O problema é que nunca conseguem comprovar de forma clara esses alegados problemas. Para um pequeno grupo envolvido com problemas na Justiça e até acusados de corrupção, é uma questão de autopreservação.

Mas quando se enfraquece a Justiça, a consequência é o igual enfraquecimento do respeito à lei, com o favorecimento das infrações e dos crimes em benefício de criminosos de toda a espécie, como foi o caso recente desse megatraficante solto por uma liminar baseada em uma controversa medida legislativa que deveria ter sido vetada.

Se a prisão em segunda instância estivesse em vigor, ele ainda estaria atrás das grades e a sociedade protegida.

E como estão os projetos políticos para as próximas eleições presidenciais? Há possibilidade de uma candidatura?

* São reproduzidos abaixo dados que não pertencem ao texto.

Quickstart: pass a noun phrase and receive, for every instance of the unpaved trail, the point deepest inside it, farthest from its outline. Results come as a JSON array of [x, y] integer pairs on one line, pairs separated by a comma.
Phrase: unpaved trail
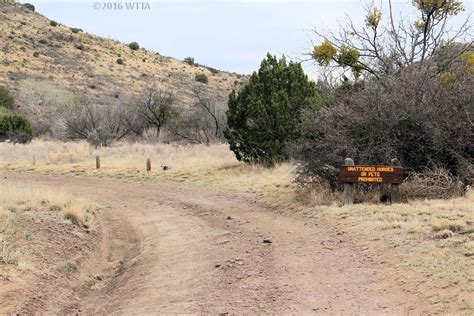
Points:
[[168, 249]]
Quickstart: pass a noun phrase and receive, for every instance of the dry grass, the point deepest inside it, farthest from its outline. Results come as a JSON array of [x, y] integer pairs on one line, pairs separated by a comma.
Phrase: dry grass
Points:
[[24, 212], [429, 242]]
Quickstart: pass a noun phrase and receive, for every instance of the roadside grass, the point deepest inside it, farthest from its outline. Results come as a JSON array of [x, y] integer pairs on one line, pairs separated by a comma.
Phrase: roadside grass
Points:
[[430, 243], [30, 217]]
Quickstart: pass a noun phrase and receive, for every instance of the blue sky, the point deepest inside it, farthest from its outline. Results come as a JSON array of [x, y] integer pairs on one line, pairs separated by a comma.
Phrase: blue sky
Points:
[[229, 35]]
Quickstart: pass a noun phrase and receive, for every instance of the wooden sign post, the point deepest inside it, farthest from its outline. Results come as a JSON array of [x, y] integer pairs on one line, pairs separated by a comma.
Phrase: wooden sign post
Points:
[[349, 174], [348, 186]]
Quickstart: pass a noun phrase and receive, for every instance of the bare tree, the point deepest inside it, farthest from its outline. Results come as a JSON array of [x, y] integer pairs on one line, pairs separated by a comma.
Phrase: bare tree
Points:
[[385, 46], [98, 124], [157, 108], [203, 123], [215, 113]]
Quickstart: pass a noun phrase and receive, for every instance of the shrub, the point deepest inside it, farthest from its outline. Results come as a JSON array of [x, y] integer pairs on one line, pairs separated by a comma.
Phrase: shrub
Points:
[[411, 116], [29, 6], [75, 30], [42, 102], [6, 99], [265, 115], [16, 128], [134, 46], [201, 78], [189, 61], [100, 125]]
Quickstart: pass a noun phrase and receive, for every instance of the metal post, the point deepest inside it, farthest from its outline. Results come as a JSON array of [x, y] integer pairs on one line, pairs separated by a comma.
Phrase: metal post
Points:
[[348, 187], [148, 165]]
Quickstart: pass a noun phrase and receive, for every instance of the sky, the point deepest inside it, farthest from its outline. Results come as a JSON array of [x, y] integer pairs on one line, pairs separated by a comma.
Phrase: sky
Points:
[[231, 35]]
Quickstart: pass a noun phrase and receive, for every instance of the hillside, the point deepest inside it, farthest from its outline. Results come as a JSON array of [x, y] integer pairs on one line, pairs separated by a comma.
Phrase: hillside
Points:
[[31, 48]]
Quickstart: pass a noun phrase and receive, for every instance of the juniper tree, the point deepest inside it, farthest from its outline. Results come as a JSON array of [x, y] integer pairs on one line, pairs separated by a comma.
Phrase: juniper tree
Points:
[[265, 115]]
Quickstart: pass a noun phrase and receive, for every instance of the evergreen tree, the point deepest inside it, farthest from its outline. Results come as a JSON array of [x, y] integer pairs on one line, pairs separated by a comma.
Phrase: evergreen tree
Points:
[[265, 115]]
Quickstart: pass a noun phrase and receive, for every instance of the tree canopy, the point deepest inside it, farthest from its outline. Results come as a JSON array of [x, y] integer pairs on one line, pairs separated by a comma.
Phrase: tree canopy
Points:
[[265, 115]]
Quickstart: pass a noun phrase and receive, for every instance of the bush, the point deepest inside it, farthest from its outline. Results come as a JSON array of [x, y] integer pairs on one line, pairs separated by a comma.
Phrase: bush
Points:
[[134, 46], [100, 125], [265, 115], [42, 102], [189, 61], [75, 30], [16, 128], [411, 116], [29, 6], [201, 78], [6, 99]]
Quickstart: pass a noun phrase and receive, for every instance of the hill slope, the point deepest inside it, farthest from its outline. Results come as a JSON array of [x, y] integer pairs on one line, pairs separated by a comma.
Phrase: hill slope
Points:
[[31, 48]]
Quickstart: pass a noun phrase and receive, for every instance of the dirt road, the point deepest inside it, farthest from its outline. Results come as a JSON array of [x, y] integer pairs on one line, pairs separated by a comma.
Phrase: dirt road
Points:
[[168, 249]]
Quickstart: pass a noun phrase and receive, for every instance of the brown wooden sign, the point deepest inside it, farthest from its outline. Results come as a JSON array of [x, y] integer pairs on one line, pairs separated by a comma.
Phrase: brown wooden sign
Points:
[[371, 174]]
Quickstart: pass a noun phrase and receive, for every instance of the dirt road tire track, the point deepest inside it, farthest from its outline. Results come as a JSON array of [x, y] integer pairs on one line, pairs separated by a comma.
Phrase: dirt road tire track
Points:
[[171, 249]]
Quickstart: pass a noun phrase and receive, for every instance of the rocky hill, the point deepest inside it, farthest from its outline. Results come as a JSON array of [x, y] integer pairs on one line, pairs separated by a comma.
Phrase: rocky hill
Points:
[[34, 47]]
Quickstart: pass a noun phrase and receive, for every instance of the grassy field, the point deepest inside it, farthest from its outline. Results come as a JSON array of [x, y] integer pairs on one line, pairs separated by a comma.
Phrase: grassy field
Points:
[[429, 242], [29, 215]]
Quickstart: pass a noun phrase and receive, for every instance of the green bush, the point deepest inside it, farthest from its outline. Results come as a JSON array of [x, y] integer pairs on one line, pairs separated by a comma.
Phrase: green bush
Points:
[[189, 61], [201, 78], [134, 46], [6, 99], [16, 128], [75, 30], [266, 114]]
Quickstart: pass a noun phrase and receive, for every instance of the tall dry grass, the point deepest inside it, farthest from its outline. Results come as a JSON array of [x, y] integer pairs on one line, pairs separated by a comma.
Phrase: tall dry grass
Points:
[[22, 208], [430, 241]]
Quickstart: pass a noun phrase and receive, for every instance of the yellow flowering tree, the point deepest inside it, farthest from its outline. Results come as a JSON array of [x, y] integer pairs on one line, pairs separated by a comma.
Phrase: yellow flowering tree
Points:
[[382, 45]]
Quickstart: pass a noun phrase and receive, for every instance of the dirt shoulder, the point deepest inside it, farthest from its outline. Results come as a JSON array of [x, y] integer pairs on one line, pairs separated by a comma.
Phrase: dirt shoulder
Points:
[[171, 249]]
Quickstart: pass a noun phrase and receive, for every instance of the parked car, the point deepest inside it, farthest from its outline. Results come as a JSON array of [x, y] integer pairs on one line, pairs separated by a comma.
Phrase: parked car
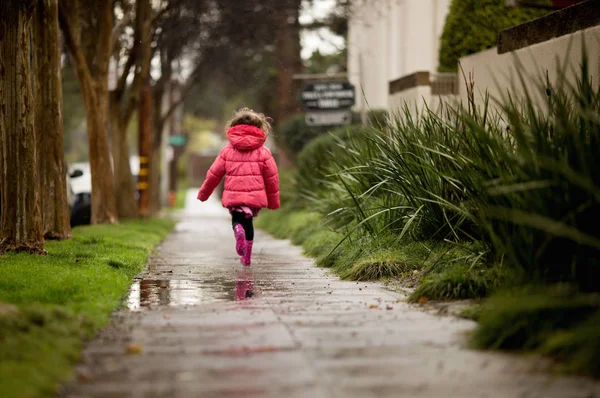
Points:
[[80, 180]]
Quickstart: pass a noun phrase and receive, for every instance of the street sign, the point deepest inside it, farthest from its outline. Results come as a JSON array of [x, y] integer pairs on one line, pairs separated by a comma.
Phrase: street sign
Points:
[[177, 140], [328, 118], [328, 95]]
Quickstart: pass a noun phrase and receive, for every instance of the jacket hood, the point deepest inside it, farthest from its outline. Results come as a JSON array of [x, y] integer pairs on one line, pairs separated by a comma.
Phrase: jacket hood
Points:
[[245, 137]]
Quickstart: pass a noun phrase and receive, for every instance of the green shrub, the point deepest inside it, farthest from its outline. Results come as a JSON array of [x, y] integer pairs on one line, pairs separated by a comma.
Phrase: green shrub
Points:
[[314, 161], [554, 320], [473, 25]]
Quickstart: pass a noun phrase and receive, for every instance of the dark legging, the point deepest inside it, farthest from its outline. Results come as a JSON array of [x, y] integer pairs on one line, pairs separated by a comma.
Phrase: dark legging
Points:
[[246, 222]]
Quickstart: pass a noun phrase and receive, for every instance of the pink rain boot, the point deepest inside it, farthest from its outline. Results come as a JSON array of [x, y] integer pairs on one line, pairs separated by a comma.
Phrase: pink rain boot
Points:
[[246, 259], [240, 240]]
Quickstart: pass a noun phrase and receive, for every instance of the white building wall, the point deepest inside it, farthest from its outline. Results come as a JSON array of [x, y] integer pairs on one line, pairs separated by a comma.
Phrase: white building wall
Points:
[[494, 73], [388, 39]]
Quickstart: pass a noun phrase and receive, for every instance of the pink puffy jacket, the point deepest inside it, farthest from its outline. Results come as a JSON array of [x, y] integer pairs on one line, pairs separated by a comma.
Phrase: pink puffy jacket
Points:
[[250, 171]]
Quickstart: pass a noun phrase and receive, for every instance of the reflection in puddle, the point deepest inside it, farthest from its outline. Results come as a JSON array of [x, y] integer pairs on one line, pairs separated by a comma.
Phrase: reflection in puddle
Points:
[[178, 292]]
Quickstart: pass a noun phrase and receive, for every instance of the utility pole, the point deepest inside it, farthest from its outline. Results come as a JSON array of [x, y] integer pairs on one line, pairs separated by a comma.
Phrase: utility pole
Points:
[[145, 149]]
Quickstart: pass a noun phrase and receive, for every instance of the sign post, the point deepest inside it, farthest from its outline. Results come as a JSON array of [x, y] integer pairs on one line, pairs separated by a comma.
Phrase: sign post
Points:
[[328, 103]]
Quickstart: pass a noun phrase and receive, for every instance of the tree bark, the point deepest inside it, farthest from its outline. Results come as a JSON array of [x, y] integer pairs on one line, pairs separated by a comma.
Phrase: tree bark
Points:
[[288, 58], [289, 62], [49, 123], [145, 117], [21, 224], [124, 184], [89, 45]]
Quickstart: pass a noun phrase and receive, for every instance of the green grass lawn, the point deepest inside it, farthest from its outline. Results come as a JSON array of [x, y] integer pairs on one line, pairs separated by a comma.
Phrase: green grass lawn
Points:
[[61, 299]]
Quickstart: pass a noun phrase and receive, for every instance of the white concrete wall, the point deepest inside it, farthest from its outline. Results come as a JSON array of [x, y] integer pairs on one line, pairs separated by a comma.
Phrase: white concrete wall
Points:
[[495, 73], [388, 39], [416, 98]]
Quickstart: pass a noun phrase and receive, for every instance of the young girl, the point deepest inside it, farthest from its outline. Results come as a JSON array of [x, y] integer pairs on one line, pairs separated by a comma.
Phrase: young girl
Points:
[[251, 179]]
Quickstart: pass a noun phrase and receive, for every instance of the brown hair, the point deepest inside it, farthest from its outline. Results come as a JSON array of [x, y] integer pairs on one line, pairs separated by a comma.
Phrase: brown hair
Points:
[[248, 116]]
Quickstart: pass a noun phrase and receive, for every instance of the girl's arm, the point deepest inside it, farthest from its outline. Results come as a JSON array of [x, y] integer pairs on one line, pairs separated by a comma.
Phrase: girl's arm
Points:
[[213, 178], [271, 178]]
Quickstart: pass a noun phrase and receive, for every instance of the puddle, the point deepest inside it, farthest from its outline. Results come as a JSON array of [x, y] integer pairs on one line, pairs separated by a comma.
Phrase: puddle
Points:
[[181, 292]]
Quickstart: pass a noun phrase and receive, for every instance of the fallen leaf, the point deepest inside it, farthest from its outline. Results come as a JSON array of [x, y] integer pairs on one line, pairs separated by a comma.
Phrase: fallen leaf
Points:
[[133, 349], [83, 376]]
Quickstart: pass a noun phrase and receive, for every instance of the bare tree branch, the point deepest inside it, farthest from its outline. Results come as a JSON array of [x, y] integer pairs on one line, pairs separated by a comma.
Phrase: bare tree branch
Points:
[[118, 30]]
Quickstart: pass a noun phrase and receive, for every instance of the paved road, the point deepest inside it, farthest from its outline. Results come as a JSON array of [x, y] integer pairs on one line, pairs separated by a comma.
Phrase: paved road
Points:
[[198, 325]]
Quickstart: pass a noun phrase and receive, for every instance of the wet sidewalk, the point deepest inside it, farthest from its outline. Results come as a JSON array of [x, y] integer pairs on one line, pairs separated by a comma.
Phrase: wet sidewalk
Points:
[[196, 324]]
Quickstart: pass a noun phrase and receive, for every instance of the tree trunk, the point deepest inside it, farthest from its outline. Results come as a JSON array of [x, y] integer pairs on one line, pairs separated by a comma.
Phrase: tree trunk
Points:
[[288, 58], [49, 123], [289, 62], [89, 45], [21, 224], [103, 191], [124, 184], [147, 166]]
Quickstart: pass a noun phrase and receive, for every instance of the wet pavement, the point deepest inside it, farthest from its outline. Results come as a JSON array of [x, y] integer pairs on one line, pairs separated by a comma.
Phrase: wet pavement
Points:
[[197, 324]]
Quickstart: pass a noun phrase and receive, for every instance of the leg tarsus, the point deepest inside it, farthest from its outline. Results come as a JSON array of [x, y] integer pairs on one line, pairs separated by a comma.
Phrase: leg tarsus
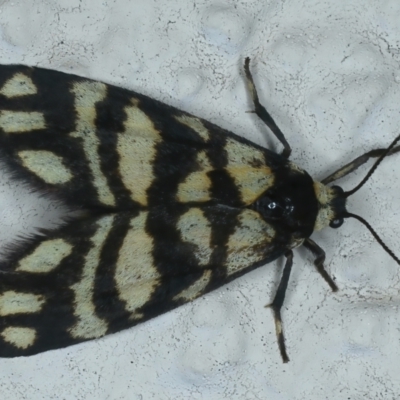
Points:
[[262, 113], [277, 304], [353, 165], [319, 262]]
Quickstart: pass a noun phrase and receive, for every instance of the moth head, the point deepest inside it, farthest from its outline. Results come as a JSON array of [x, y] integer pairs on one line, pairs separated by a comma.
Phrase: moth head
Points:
[[331, 206]]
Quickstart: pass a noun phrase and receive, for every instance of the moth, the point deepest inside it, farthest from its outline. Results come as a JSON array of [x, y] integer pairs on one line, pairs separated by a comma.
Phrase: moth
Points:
[[172, 207]]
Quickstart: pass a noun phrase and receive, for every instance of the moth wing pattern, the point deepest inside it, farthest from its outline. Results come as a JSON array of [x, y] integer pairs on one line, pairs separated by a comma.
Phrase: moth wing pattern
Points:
[[164, 195]]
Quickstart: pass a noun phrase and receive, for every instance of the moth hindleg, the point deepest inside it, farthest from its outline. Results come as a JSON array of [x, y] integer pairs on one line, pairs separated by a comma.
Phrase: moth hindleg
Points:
[[277, 304]]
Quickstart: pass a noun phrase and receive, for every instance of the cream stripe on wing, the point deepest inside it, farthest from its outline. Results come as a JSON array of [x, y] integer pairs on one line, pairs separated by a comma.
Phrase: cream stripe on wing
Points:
[[19, 337], [18, 85], [249, 242], [46, 165], [136, 275], [197, 185], [87, 94], [18, 302], [89, 325], [21, 121], [45, 257], [137, 150], [196, 229], [246, 165]]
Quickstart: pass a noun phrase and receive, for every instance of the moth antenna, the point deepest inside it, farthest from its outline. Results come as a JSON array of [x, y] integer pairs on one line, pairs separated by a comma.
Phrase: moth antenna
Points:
[[374, 234], [372, 170]]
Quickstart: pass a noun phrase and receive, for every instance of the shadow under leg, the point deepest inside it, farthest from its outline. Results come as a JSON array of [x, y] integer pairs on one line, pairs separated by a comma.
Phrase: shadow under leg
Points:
[[319, 262], [353, 165]]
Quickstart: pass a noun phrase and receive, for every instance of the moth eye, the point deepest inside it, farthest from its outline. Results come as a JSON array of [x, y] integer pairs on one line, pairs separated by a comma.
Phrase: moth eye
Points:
[[336, 223]]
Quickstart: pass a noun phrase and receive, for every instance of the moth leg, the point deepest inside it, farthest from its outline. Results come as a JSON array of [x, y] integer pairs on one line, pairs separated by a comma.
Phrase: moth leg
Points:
[[262, 113], [353, 165], [319, 262], [277, 304]]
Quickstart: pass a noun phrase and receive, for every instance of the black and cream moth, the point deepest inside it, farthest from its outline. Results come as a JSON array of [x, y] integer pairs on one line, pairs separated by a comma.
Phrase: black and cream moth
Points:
[[174, 207]]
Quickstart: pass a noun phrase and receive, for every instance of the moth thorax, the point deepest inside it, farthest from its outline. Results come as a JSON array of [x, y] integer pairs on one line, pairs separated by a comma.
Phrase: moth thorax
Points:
[[331, 206]]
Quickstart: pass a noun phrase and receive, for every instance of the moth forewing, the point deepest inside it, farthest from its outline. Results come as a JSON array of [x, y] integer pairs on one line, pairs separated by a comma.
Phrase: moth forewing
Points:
[[172, 207]]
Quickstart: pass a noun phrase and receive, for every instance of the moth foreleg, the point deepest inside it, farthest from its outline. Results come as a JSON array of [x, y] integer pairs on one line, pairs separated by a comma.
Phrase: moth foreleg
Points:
[[262, 113], [277, 304], [353, 165], [319, 262]]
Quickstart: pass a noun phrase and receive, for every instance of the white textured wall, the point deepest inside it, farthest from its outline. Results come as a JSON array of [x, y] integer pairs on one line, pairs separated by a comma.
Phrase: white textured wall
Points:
[[328, 71]]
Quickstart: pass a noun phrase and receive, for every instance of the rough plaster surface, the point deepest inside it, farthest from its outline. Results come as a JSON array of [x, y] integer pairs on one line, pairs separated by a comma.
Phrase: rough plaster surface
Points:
[[328, 71]]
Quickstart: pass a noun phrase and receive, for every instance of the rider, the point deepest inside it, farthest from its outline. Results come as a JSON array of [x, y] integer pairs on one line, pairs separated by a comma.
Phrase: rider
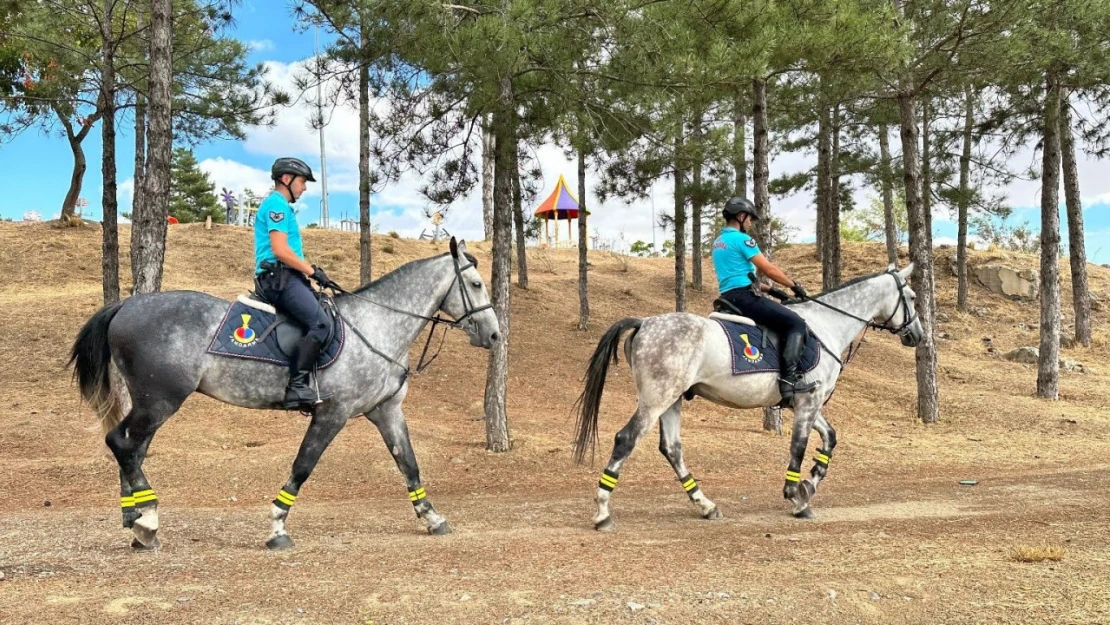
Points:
[[283, 274], [735, 258]]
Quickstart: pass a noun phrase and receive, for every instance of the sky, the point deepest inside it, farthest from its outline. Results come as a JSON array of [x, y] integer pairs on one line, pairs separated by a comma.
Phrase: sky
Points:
[[42, 164]]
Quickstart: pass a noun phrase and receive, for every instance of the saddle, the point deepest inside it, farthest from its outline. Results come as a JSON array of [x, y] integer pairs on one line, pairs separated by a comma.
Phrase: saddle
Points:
[[253, 329]]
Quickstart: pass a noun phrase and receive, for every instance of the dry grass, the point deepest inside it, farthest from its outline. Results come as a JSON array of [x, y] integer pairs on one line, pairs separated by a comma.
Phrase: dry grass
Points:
[[524, 550], [1038, 553]]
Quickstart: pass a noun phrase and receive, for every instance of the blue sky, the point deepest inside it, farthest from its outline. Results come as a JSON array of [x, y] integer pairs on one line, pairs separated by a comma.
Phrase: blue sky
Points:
[[42, 164]]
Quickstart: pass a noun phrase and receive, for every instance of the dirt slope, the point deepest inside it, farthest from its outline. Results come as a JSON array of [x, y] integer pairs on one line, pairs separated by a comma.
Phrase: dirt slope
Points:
[[896, 540]]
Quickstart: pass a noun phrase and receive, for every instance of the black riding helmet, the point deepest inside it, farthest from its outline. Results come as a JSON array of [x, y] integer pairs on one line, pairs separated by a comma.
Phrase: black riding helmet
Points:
[[291, 165], [738, 204]]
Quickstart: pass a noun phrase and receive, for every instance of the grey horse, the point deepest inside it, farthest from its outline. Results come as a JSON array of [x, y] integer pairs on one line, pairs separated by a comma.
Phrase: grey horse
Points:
[[137, 362], [679, 354]]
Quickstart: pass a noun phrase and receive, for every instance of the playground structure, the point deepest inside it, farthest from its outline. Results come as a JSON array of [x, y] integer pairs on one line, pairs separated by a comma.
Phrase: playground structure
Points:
[[559, 205]]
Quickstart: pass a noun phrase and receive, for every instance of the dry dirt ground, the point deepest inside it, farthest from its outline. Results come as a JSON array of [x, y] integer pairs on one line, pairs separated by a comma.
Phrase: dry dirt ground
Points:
[[896, 540]]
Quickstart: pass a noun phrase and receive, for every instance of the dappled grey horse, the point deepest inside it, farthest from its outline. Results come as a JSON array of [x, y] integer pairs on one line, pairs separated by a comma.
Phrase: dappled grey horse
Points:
[[137, 362], [679, 354]]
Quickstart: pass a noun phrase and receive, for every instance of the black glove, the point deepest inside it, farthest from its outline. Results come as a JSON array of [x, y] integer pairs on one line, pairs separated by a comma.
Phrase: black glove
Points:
[[322, 279], [778, 294]]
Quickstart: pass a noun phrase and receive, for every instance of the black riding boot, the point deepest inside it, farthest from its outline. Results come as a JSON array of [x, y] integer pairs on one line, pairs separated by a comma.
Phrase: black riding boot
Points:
[[301, 392], [790, 383]]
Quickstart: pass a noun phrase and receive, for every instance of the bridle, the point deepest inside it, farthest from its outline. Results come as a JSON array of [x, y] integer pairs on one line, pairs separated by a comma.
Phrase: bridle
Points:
[[908, 318]]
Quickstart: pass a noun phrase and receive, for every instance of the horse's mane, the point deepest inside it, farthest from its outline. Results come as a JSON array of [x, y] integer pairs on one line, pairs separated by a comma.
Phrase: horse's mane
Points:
[[407, 266], [856, 280]]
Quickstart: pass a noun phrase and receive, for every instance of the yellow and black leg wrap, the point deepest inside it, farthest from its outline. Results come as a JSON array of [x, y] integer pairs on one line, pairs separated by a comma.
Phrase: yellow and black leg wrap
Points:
[[608, 481], [689, 484], [284, 500], [139, 499]]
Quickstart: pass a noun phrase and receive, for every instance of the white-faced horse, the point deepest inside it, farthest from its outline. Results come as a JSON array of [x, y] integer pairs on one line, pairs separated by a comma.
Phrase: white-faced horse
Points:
[[679, 354]]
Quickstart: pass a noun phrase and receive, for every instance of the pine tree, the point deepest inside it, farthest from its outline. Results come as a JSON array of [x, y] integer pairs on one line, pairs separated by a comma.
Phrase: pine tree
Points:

São somente especulações. Saí do governo por discordar da condução política e dos rumos atuais, e não posso voltar à magistratura federal.

Portanto, seguirei no setor privado e, como cidadão, sendo uma voz no combate à corrupção e ao crime organizado e tentando contribuir de alguma forma para o fortalecimento das leis e das instituições de Estado que lutam contra os desvios de recursos públicos.

É importante destacar que diminuir a corrupção significa aumentar a eficiência dos serviços públicos, como de saúde, segurança e educação, melhorar a produtividade da economia e igualmente fortalecer a democracia.

O dinheiro público que hoje é desviado para o bolso dos corruptos, com medidas eficientes, poderia ser devolvido para a população em forma de benefícios como melhores hospitais.

Frequentemente, o ex-ministro Luiz Henrique Mandetta – daqui de Mato Grosso do Sul – o elogia e fala do bom convívio entre vocês. Se você se candidatasse, ele seria um bom companheiro de chapa, ou pelo menos um aliado político?

O ministro Mandetta teve um desempenho importante durante sua gestão no Ministério da Saúde contra a pandemia e contra a política negacionista do Planalto.

Temos cerca de 160 mil vítimas. É uma tragédia humana, infelizmente. Com todas as incertezas que cercam o novo vírus, não podemos fechar os olhos para a ciência ou agir de maneira irracional contra elas.

Posso dizer que admiro a forma séria como o ministro Mandetta conduziu seu trabalho à frente das ações contra a pandemia.

Era e é importante, na época e agora, a comunicação clara sobre a gravidade da doença e o diálogo com os governadores e prefeitos para unir o País contra os desafios decorrentes da pandemia, inclusive quanto às consequências econômicas.

Já quanto à questão eleitoral, trata-se de mera especulação.